He closed the phone and tossed it onto the couch. He walked over to the  window, and pulled the sheet to one side, watching the scene down below:  the furniture movers, the pawn shop and the gun store on the opposite  side of the road, the steady stream of cars rushing past, even at this  time of morning. His gaze followed a green Volvo that was driving slower  than the other cars, and he watched as it meandered down the street.  Down at the corner, near a drugstore with iron bars over the windows, he  saw a Redbox.


----------



## ScientistAsHero (Mar 24, 2011)

*Chapter 2.*

A few minutes later, after throwing on a pair of tattered blue jeans and a pair of shoes, Greg made his way down the large, wooden staircase that led to the ground floor. There was an elevator, but a yellowed piece of notebook paper taped to the door read out of order, and it looked like it had been there for some time. He passed by a large pane of tiled glass on his left, and through it he could see the diffuse shapes of a couple of people mulling about in the laundromat, buying overpriced boxes of detergent or playing an ancient arcade version of Ms. Pac-Man.

The night was warm and muggy as he opened the large oak door and descended down the cobblestone steps to the sidewalk below. He was slightly startled by a cat on his right rummaging around in a trash can. Mangy and matted, it meowed warningly at him, although it sounded more like a baby than an animal. In the street in front of him a few burly motorcyclists drove past on their pimped-out hogs, the noise deafening compared to the relative silence of his apartment. Greg noticed they wore sunglasses even though it was nearly 3:38 in the morning.

It took nearly a minute before there was a break in the traffic long enough for him to make it across the street to the other side. He reflected how, back in Warsburg, if you were outside at this time of night, a car passing by once every ten minutes would be busy.

As he approached the Redbox, he saw with slight annoyance that there was someone already there, although they hadn't been there when he'd seen it through his apartment window. A large, burly man stood hunched over the screen, and as Greg approached he turned his head back over his shoulder and regarded Greg suspiciously. The man wore a long, brown trenchcoat and his hair was long and bushy.
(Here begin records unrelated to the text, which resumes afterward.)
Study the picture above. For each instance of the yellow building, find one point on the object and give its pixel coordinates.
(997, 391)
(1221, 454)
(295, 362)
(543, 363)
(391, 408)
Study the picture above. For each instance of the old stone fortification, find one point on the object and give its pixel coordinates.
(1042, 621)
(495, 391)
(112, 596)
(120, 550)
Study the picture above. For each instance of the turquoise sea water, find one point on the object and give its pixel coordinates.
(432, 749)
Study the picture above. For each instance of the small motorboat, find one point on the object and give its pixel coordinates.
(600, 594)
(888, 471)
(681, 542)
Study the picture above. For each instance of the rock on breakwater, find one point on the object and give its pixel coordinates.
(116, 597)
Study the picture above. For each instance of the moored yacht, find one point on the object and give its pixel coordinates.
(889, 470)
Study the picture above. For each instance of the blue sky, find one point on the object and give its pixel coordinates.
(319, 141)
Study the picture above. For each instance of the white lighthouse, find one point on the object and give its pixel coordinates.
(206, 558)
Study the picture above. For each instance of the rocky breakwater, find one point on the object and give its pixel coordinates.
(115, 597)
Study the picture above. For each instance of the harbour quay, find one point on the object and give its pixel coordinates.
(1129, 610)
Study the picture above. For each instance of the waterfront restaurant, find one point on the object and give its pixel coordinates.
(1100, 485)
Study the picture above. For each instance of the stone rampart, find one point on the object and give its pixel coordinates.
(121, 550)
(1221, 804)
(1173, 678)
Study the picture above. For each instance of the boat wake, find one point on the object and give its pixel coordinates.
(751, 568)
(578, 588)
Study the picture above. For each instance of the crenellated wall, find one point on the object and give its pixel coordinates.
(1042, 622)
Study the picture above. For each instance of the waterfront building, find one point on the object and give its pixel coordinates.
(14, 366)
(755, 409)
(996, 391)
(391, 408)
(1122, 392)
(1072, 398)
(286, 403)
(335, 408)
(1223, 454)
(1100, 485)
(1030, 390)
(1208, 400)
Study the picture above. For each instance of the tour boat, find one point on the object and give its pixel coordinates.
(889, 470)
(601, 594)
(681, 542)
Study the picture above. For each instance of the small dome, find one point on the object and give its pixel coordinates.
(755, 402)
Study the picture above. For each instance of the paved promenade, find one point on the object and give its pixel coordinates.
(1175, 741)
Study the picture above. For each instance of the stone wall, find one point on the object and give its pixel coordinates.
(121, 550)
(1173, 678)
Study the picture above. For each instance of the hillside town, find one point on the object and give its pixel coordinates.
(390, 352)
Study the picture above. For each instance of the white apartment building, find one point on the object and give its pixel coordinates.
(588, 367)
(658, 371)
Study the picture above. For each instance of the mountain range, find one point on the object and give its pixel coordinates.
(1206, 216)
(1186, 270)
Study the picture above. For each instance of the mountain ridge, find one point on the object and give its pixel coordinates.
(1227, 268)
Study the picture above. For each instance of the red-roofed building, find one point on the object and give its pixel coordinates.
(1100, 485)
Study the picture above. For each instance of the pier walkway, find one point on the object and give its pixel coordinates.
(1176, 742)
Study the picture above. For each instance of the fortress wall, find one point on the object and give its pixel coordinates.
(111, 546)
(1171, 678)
A long brown beard, peppered with grey, hung down over the mans chest. Strangely, he wore no shoes, only a pair of ratty, yellowed ankle-socks.

"Evening," Greg said, but the man didn't reply, instead turning back to the screen.
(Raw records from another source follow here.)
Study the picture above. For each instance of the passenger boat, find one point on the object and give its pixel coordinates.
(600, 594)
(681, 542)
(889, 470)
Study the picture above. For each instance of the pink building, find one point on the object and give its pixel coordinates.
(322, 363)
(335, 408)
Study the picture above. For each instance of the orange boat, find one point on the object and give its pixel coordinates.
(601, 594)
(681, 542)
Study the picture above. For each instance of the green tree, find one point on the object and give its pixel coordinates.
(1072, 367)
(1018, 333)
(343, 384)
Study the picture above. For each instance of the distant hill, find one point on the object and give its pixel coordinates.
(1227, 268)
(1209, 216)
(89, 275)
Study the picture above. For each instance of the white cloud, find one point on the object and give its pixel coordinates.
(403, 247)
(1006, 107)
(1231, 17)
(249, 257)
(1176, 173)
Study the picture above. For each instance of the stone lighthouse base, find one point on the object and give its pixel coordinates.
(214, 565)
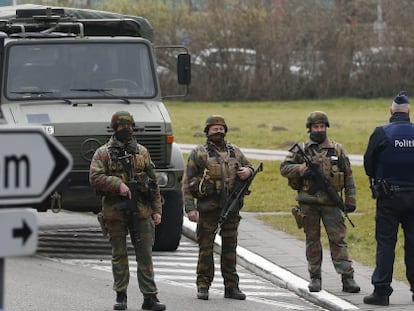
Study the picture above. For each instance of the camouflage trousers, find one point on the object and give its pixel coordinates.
(208, 222)
(118, 230)
(335, 228)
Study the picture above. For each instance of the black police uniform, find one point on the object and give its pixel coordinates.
(389, 160)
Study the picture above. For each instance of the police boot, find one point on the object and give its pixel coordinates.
(121, 301)
(376, 299)
(315, 285)
(234, 293)
(349, 285)
(151, 302)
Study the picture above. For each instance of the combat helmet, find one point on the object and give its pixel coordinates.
(317, 117)
(121, 117)
(215, 120)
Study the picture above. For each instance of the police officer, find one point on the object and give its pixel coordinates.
(111, 168)
(212, 170)
(314, 203)
(389, 162)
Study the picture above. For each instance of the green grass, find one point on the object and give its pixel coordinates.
(276, 125)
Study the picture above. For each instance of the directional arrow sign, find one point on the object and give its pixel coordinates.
(18, 232)
(32, 164)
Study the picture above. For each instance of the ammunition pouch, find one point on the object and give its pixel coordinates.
(202, 187)
(295, 183)
(102, 223)
(380, 189)
(299, 216)
(337, 180)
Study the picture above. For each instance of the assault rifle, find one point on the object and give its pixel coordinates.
(322, 181)
(131, 204)
(234, 201)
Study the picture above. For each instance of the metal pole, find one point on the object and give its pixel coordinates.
(1, 283)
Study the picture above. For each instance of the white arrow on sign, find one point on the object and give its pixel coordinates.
(32, 164)
(18, 232)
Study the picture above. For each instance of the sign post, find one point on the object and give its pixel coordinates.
(32, 164)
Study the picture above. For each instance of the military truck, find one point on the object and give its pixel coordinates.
(68, 70)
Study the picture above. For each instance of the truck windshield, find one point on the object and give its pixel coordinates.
(79, 70)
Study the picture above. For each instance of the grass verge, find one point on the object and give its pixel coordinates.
(276, 125)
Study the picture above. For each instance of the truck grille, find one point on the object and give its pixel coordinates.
(82, 148)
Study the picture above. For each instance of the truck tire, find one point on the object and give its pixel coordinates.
(168, 233)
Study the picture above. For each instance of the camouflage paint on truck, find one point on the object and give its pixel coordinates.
(69, 70)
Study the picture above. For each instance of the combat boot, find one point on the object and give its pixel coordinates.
(349, 285)
(376, 299)
(234, 293)
(151, 302)
(121, 301)
(315, 285)
(202, 293)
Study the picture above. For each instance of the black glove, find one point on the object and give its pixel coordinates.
(349, 208)
(308, 174)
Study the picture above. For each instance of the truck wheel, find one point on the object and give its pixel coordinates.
(168, 233)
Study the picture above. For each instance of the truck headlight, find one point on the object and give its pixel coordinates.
(162, 179)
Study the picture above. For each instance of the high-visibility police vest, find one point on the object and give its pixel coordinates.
(395, 163)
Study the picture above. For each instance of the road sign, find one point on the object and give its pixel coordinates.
(32, 164)
(18, 232)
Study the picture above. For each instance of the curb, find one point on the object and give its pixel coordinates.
(276, 274)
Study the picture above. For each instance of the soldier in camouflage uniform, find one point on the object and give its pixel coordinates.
(212, 170)
(314, 204)
(109, 174)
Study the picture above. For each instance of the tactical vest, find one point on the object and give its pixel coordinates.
(395, 163)
(116, 167)
(222, 169)
(329, 164)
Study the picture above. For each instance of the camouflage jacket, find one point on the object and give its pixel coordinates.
(197, 162)
(107, 172)
(333, 162)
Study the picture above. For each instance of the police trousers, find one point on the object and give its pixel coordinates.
(391, 212)
(208, 222)
(335, 227)
(144, 240)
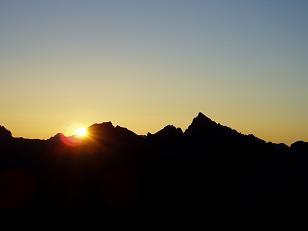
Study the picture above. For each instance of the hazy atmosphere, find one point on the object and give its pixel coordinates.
(146, 64)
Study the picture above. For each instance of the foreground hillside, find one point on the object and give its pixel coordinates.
(208, 166)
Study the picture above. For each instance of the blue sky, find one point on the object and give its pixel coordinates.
(145, 64)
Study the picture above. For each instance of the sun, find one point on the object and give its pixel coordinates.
(81, 132)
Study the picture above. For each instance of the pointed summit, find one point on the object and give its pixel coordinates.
(5, 134)
(201, 124)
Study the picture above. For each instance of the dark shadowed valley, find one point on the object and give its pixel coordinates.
(208, 165)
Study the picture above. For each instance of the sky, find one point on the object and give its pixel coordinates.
(146, 64)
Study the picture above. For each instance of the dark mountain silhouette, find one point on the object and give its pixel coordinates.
(209, 166)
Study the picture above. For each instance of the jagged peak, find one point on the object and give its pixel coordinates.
(170, 130)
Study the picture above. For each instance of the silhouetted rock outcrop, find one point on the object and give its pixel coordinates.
(209, 166)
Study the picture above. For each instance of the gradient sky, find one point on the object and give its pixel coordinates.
(146, 64)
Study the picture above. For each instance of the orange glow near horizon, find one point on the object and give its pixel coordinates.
(81, 132)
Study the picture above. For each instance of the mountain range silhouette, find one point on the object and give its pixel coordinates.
(207, 166)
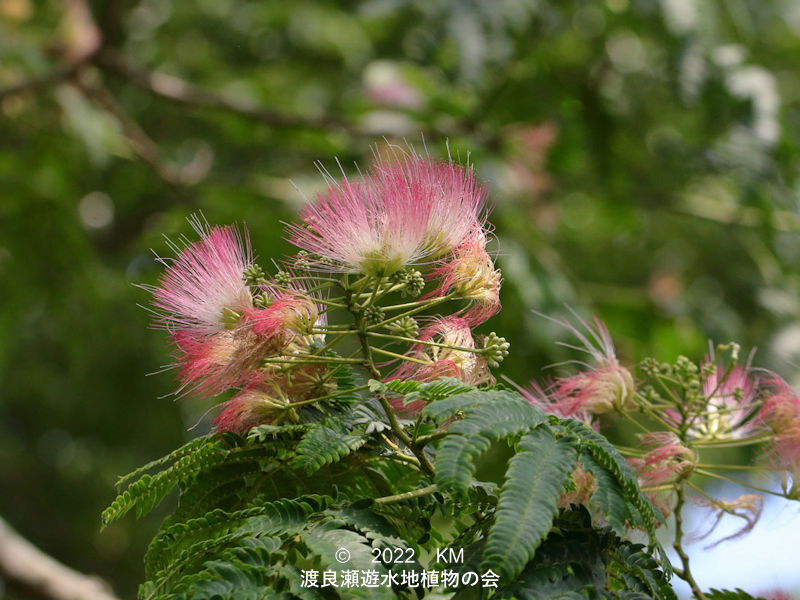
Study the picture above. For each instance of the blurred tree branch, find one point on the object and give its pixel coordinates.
(27, 569)
(81, 41)
(182, 92)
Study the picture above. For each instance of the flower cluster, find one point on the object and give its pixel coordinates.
(409, 224)
(685, 410)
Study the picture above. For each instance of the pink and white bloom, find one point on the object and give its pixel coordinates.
(203, 290)
(258, 403)
(731, 404)
(220, 337)
(536, 396)
(667, 462)
(402, 212)
(470, 367)
(780, 414)
(607, 386)
(470, 273)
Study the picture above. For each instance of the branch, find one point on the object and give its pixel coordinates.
(182, 92)
(24, 566)
(83, 43)
(142, 144)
So the guy didn't feel like talking. Greg stood and idly looked across the street, and after a few seconds of searching found his apartment window, the second one from the right on the third floor. He counted the windows from the bottom to top: in all there were twenty-five including the two large ones in the front of Al-Harith's. A police car sped past with its lights on and sirens blaring, and for a second Greg's attention shifted to intense car chases and violent shoot-outs with criminals. The burly man paid no attention. Another minute passed, and Greg passed the time by trying to figure out his latitude and longitude based on the position of the few visible stars above. It proved nearly impossible, although he wasn't surprised; he recalled reading an article about how New York City was one of the worst cities in the world for light pollution. The burly man grunted and cycled through the list of movies visible on the touchscreen, although Greg could only catch glimpses of it, as the man stood close as though he were trying to conceal something. Several minutes went by, during which Greg opened his mouth to speak several times, but could never bring himself to say anything. After taking a look at his cell and seeing that it was getting close to a quarter of four in the morning, he decided to give up and turned around to leave.

"Did you do it?" the burly man asked, and Greg stopped.
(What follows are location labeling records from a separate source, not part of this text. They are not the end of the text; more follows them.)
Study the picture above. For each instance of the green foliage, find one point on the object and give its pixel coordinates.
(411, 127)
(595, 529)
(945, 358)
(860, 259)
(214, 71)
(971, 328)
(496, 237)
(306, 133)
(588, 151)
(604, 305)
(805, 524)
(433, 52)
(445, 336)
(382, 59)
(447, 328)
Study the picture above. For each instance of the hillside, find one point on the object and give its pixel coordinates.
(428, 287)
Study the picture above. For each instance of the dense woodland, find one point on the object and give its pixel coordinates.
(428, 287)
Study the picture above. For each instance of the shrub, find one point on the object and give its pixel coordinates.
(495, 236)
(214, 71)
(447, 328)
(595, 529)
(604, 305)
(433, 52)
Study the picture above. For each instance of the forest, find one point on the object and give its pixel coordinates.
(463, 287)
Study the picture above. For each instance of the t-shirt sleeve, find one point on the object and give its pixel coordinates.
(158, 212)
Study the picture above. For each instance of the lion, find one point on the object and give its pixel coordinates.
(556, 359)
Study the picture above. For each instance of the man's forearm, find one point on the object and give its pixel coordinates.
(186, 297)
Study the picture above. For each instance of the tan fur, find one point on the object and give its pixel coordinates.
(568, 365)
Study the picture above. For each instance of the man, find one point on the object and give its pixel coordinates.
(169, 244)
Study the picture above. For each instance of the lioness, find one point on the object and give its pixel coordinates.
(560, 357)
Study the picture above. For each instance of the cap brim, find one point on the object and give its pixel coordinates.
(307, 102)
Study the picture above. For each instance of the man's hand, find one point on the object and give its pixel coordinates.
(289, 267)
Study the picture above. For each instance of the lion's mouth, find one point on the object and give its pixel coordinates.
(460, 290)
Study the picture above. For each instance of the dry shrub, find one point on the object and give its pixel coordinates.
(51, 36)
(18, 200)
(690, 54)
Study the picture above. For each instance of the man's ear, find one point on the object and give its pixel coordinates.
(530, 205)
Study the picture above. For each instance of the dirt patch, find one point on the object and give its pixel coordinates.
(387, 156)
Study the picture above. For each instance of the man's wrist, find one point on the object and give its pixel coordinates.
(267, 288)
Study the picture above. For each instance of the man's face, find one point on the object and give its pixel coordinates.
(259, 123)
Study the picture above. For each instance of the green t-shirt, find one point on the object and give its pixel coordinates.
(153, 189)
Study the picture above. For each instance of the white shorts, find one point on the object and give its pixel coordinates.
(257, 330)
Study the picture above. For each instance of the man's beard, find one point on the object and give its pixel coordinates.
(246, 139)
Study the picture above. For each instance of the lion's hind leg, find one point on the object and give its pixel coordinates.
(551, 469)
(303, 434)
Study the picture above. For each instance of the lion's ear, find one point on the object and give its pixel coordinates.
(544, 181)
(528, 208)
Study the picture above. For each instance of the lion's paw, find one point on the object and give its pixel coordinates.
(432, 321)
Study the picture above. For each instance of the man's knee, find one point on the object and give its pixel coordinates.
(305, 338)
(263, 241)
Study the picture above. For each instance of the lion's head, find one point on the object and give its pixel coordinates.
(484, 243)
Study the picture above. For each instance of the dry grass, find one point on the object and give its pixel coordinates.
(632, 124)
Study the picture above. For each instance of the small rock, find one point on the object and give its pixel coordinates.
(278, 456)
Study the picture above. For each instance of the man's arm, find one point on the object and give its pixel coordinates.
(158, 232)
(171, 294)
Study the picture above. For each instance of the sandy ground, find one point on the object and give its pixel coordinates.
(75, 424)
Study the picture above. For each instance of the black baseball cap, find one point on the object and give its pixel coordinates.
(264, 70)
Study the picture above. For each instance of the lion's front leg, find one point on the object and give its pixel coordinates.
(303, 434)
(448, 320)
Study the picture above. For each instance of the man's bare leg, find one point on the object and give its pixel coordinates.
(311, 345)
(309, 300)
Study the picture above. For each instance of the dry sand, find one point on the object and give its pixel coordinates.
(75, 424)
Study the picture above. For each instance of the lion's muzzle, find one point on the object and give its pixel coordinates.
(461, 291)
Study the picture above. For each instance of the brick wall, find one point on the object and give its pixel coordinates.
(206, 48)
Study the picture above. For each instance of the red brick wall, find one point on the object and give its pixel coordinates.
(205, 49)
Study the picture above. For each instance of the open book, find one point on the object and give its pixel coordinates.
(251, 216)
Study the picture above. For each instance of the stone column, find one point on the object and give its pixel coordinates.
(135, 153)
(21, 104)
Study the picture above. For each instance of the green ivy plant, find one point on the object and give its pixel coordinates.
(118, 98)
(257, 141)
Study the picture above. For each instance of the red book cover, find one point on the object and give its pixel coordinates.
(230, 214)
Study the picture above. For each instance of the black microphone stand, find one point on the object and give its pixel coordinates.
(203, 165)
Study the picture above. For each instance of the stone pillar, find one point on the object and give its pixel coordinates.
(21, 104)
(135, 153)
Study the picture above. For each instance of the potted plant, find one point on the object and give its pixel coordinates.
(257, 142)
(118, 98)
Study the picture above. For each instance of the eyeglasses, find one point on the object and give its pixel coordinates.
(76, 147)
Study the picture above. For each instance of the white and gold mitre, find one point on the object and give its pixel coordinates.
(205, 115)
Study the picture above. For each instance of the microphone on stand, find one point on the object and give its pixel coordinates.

For a moment, his mind grappled with the question. Had he done it? He turned around, and faced his questioner.

The man eyed him levelly, and Greg thought he could detect a trace of accusation in his gaze. The man's trenchcoat had drifted open, and Greg found himself particularly unsurprised when he saw that the man only wore a pair of red-and-white-striped swimming trunks underneath.

"I believe I asked you a question, young man," the burly man said, and Greg suddenly realized he'd been standing there staring wordlessly for the past fifteen or twenty seconds.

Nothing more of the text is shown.